Transformer? Attention!


Self-attention, it is a mechanism first used for nature language processing, such as language translation and text content summary,etc. Self-attention sometimes called intra-attention is an attention mechanism relating different positions of a single sequence in order to compute a representation of the sequence, the sequence can be a phrase in NPL task. At the time Google Brain released [1]“Attention is all you need.”, this mechanism have already become an integral part of compelling sequence modeling and transduction models in various tasks. However such attention mechanism are used in conjunction with a recurrent network(RNN) or a convolutonal network(CNN). Given a sequence of words, if we see the word “eating”, then we will take more attention to the following name of food.

Attention between words


One of the example of the application of this mechanism is the famous [2]“Sequence to Sequence Learning with Neural Networks” model. Broadly speaking, it aims to transform an input sequence (source) to a new one (target) and both sequences can be of arbitrary lengths. Examples of transformation tasks include machine translation between multiple languages in either text or audio, and for tasks like adding video caption is also possible. The main struture Seq2seq model uses is the Encoder-Decoder structure.

RNN Encoder Decoder structure

  • Encoder processes the input sequence and compresses the information into a context vector of a fixed length. This vector is expected to be the encoded information or meaning of the input sequence.
  • Decoder is initialized with the context vector to emit the transformed output. The early work only used the last state of the encoder network as the decoder initial state.
    Both the encoder and decoder are recurrent neural networks, i.e. using LSTM or GRU units.

disadvantages While, there are some disadvantages of RNN for this task. Fixed-length context vector design is incapability of remembering long sentences. And for RNN, it has forgetten the fisrt parts once it completes processing the whole input.
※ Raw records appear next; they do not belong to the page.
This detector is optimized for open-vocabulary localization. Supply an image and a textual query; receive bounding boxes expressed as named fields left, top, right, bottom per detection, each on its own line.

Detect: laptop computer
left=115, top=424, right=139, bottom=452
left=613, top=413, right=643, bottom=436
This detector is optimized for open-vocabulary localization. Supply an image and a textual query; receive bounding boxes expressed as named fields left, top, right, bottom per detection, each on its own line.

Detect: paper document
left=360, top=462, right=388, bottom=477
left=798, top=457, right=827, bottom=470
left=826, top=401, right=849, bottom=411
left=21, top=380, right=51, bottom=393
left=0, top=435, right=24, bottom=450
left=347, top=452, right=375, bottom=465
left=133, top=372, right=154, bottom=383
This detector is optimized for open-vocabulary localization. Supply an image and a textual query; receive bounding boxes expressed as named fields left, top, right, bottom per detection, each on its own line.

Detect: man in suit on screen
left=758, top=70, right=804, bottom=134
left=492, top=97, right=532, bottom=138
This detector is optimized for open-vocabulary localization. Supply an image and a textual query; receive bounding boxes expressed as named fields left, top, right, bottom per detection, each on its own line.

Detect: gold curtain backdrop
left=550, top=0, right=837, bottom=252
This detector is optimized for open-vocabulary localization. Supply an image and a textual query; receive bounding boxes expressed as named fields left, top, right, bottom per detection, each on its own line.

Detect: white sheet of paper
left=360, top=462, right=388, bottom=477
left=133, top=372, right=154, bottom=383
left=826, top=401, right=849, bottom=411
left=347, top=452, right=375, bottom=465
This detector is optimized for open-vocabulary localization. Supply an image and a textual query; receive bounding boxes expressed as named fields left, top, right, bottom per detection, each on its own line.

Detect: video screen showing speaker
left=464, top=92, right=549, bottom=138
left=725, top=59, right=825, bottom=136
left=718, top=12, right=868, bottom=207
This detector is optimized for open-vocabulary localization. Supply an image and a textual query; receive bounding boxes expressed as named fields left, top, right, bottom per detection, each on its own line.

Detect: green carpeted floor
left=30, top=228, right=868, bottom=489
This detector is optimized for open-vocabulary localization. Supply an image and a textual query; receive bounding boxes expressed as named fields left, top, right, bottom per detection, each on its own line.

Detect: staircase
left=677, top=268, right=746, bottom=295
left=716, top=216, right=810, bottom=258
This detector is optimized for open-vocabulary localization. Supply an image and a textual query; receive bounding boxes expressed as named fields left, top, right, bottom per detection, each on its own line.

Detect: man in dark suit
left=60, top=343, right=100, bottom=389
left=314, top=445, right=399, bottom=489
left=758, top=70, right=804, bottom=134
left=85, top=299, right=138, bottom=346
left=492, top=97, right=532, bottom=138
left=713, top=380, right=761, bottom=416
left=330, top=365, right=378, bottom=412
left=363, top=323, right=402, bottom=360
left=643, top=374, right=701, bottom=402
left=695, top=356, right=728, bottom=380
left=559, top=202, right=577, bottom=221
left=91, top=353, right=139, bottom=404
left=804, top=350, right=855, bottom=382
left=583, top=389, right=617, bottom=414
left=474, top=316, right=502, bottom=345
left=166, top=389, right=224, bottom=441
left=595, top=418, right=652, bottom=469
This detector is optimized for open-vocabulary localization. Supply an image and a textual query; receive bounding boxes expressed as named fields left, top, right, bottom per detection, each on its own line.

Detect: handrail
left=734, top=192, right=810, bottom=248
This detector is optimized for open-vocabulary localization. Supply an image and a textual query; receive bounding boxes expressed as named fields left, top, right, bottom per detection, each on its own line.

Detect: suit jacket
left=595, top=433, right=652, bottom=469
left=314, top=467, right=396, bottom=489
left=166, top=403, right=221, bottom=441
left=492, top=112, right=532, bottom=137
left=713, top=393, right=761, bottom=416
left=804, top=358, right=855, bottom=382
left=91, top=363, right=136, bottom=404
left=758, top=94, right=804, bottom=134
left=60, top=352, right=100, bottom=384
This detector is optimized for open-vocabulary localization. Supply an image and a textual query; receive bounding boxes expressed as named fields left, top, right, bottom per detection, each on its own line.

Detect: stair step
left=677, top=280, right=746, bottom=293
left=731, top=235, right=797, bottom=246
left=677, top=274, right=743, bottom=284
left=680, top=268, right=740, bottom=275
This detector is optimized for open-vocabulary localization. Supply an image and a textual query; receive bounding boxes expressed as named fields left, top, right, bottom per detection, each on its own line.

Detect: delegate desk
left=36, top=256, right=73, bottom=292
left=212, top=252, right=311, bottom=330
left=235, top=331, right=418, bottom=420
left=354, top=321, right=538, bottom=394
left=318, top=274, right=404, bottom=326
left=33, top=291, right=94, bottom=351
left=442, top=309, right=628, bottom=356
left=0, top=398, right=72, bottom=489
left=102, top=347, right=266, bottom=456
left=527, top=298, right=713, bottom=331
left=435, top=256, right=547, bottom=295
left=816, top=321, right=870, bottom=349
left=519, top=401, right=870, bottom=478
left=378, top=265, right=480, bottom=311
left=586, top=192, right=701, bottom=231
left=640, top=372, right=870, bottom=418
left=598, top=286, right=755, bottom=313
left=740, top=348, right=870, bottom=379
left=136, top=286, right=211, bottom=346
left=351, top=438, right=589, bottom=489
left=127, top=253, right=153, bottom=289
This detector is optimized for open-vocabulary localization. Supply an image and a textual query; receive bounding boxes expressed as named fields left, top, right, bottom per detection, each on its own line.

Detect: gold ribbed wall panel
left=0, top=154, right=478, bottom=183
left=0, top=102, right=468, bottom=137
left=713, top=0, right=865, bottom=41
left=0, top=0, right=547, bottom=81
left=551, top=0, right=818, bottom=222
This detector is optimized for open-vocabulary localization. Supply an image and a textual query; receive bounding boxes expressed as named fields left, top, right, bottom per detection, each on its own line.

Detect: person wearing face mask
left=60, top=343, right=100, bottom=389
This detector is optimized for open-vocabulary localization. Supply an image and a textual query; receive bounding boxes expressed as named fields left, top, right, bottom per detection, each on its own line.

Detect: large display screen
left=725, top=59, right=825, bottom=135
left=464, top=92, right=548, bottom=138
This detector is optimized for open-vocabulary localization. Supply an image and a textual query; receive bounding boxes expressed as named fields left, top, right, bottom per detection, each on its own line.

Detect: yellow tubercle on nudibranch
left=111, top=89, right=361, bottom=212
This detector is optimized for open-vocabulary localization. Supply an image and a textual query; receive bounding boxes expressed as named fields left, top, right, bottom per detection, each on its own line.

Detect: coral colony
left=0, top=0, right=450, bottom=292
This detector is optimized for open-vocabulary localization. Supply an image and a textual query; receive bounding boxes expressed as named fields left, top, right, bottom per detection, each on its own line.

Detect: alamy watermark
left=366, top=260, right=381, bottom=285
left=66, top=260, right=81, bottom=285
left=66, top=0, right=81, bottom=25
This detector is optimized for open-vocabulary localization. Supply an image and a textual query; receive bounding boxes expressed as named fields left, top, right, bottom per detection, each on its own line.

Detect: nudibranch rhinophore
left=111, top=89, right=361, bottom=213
It also hard to parallel the whole processes, as the layers is run in sequence.


People try to use CNN to solve the parallel issue.

Using CNN to replace RNN and CNN can be parallel, Filters in higher layer can
consider longer sequence.

But we have to build a lot more filter to have large receptive field.


The Transformer is a model proposed in [1] based entirely on attention and almost all tasks use a RNN to perform attention mechanism can be repaced by the Transformer. The transformer as the new stat-of-art in 2020 outperforms the Google’s Neural Machine Translation System [5]“GNMT” in specific tasks. The biggest benefit, however, comes from how The Transformer lends itself to parallelization. It is in fact Google Cloud’s recommendation to use The Transformer as a reference model to use their Cloud TPU offering.

Model Architecture

The Transformer also take the encode-decoder structure. A high level structure is showed below:
[6]“The Illustrated Transformer”

THe encode-decoder structure of the Transformer.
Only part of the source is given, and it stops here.